Since the September 11 atrocities, American military families have struggled and sacrificed as fathers, sons, and brothers have served long deployments in Iraq, Afghanistan, and elsewhere around the globe. Especially National Guardsmen and reservists called-up to active duty have served selflessly and with distinction.
Now, with hostilities in Iraq coming to a close, many veterans must begin considering what they will do when their enlistments expire and they are free to return to the workforce. With overall American unemployment at nearly 10% and young adult employment at nearly 18%, many soldiers wisely are choosing to re-enlist, collecting respectable bonuses for renewing their commitments.
For most, however, college represents an extremely attractive alternative to simply going back to work.

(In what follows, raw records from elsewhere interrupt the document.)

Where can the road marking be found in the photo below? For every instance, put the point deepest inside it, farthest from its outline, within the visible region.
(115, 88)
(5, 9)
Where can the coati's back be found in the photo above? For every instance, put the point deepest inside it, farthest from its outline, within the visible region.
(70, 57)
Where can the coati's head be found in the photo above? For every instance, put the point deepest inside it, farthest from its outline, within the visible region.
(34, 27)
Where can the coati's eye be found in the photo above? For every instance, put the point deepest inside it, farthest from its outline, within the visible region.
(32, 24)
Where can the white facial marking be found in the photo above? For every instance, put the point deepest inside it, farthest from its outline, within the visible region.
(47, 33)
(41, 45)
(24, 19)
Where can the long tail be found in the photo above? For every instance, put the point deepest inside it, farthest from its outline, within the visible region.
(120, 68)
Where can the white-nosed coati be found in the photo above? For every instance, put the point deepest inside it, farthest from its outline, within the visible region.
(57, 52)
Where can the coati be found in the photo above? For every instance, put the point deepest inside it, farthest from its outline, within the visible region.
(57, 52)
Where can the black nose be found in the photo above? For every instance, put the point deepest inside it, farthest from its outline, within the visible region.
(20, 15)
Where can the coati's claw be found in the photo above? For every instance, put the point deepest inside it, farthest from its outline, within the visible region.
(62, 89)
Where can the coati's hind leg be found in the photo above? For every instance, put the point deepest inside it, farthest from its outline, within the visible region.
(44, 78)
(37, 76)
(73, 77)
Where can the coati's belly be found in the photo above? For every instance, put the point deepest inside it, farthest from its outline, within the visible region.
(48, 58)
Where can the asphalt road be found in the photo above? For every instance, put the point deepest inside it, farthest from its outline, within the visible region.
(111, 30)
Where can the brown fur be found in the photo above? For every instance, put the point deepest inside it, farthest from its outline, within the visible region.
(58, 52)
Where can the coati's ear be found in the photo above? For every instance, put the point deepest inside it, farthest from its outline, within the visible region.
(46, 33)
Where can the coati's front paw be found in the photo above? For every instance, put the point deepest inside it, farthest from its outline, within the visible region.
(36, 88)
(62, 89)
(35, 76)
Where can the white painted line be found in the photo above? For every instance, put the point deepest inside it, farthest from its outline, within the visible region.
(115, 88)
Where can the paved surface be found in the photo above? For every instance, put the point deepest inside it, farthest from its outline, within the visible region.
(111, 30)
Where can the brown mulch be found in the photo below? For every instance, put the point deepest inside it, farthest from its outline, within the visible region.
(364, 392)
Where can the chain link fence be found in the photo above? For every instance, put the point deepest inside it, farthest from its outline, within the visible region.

Especially for soldiers with young and growing families, college study puts them on the path to successful professional careers. Moreover, eligible for extremely generous education benefits under the New GI Bill, veterans have the privilege of attending America’s most prestigious colleges and universities, pursuing degrees that will put them in the forefront of the twenty-first century workforce.
Honorably discharged veterans who have served at least 90 days on active duty since September 11, 2001, qualify for liberal tuition allowances and housing benefits-more than enough for them to attend their schools of choice. Payable to veterans enrolled at all American accredited American institutions of higher learning, benefits also include textbook stipends; and they provide support for at least 36 months in undergraduate, graduate, or professional certification programs. The support for technical and vocational training is new under the Post-9/11 GI Bill.
Just as importantly, many active duty personnel can begin using their educational benefits before they begin the transitions back to civilian life. Wherever they are stationed, soldiers, sailors, and Marines may begin their college programs online, and because most online courses last only five weeks, many can complete their degrees just in time for their discharge from the service. For others who consider re-enlisting, online degree programs give them opportunities for admission to Officers’ Candidate School, which requires possession of a Bachelor’s Degree.